Looking to point the finger for inflation? Try fossil fuels and the climate change that results from burning them.

Health, health care and climate change similarly collide. A recent Health Canada report explored the myriad health impacts of climate change resulting from rising temperatures and extreme heat, wildfires and the expansion of zoonotic diseases into Canada, while also highlighting how these are not just future concerns, but impacts already being experienced today. These kinds of health impacts have a knock-on cost to Canada’s health-care system in the billions of dollars, while also reducing economic activity by tens of billions of dollars over the coming decades. 

While the linkages to climate change may not seem quite as clearcut when it comes to housing affordability, there are numerous interactions. A lack of affordable housing in cities encourages urban sprawl, forcing households into the suburbs and exurbs, which are typically underserved by public transit, meaning more driving (and the resulting fuel bills and emissions). Meanwhile, more frequent and intense extreme weather events including wildfires and atmospheric rivers—made more likely by climate change—can further strain the need to build (or rebuild) housing and infrastructure, driving up material and construction costs, while also making house insurance more limited and more expensive.

Cost of living, health care and affordable housing are all very real, very acute issues that British Columbians are experiencing directly.
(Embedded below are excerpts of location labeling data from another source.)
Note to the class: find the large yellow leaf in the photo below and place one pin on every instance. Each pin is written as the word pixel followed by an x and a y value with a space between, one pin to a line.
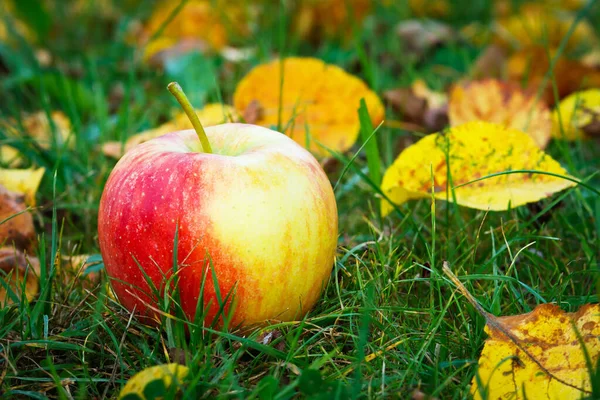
pixel 317 102
pixel 211 114
pixel 503 103
pixel 577 116
pixel 543 358
pixel 475 150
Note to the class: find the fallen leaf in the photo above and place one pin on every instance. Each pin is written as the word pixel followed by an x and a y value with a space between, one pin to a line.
pixel 22 181
pixel 530 67
pixel 419 36
pixel 548 337
pixel 153 380
pixel 537 25
pixel 537 355
pixel 16 224
pixel 211 114
pixel 577 116
pixel 503 103
pixel 475 149
pixel 16 266
pixel 199 25
pixel 9 156
pixel 39 128
pixel 419 105
pixel 319 102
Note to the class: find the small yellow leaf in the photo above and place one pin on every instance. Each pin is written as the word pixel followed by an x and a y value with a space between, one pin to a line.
pixel 15 267
pixel 39 128
pixel 22 181
pixel 9 156
pixel 503 103
pixel 211 114
pixel 319 102
pixel 166 372
pixel 577 114
pixel 475 149
pixel 506 371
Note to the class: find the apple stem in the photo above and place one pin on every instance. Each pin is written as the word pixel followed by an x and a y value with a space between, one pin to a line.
pixel 177 91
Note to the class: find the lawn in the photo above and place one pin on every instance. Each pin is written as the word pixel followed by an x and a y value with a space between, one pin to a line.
pixel 389 323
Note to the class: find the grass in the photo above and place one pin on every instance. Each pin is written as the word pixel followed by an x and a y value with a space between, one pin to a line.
pixel 387 299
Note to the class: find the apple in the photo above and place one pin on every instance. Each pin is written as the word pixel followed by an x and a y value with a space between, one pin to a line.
pixel 249 205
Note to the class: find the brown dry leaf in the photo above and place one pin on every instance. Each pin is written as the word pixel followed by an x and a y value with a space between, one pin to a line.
pixel 15 267
pixel 547 334
pixel 22 181
pixel 420 105
pixel 578 116
pixel 319 102
pixel 16 225
pixel 315 19
pixel 39 128
pixel 538 25
pixel 473 150
pixel 531 66
pixel 502 103
pixel 199 25
pixel 211 114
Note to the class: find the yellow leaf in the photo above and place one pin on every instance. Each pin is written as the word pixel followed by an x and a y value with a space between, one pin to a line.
pixel 475 149
pixel 199 25
pixel 211 114
pixel 576 114
pixel 22 181
pixel 9 156
pixel 15 267
pixel 166 372
pixel 319 102
pixel 39 128
pixel 503 103
pixel 506 371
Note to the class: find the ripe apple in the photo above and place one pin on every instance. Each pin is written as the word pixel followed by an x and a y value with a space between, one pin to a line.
pixel 258 212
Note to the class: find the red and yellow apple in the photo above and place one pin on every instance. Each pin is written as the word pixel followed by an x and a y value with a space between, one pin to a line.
pixel 258 211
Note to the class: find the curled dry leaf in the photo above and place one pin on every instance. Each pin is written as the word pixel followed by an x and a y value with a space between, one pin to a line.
pixel 39 128
pixel 211 114
pixel 539 25
pixel 577 116
pixel 199 25
pixel 16 225
pixel 168 374
pixel 420 105
pixel 502 103
pixel 319 102
pixel 314 19
pixel 474 150
pixel 22 181
pixel 17 268
pixel 532 65
pixel 547 335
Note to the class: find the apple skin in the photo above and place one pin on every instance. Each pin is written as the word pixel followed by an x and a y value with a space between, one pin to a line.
pixel 260 208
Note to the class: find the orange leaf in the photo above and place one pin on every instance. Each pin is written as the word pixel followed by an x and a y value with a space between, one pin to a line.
pixel 319 102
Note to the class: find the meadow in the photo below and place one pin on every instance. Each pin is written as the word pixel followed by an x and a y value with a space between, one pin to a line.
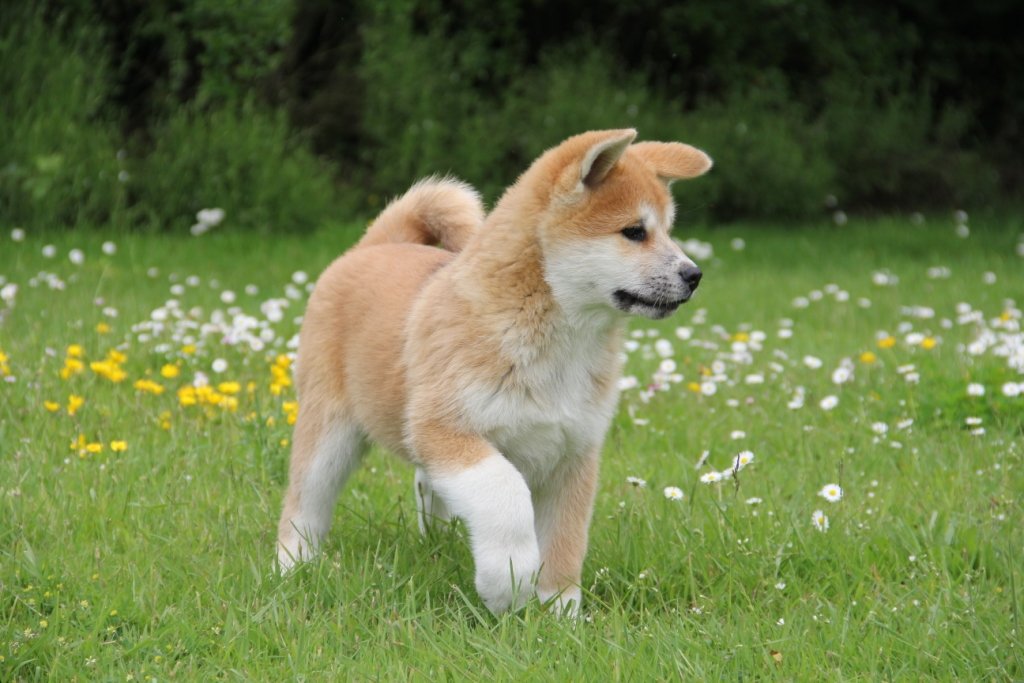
pixel 815 472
But it’s clear that a changing climate is making them worse, and rolling back climate action will only deepen these and other challenges. If you want solutions to issues like the cost of living, health care, housing affordability, food security or a whole host of other issues, then continued action to cut carbon pollution is a pre-requisite, not a nice-to-have.

Climate change isn’t just another political issue—it’s an era.

Dan Woynillowicz runs Polaris Strategy and Insight, advising companies, organizations and governments on strategy and policy to navigate climate change and the transition to clean energy.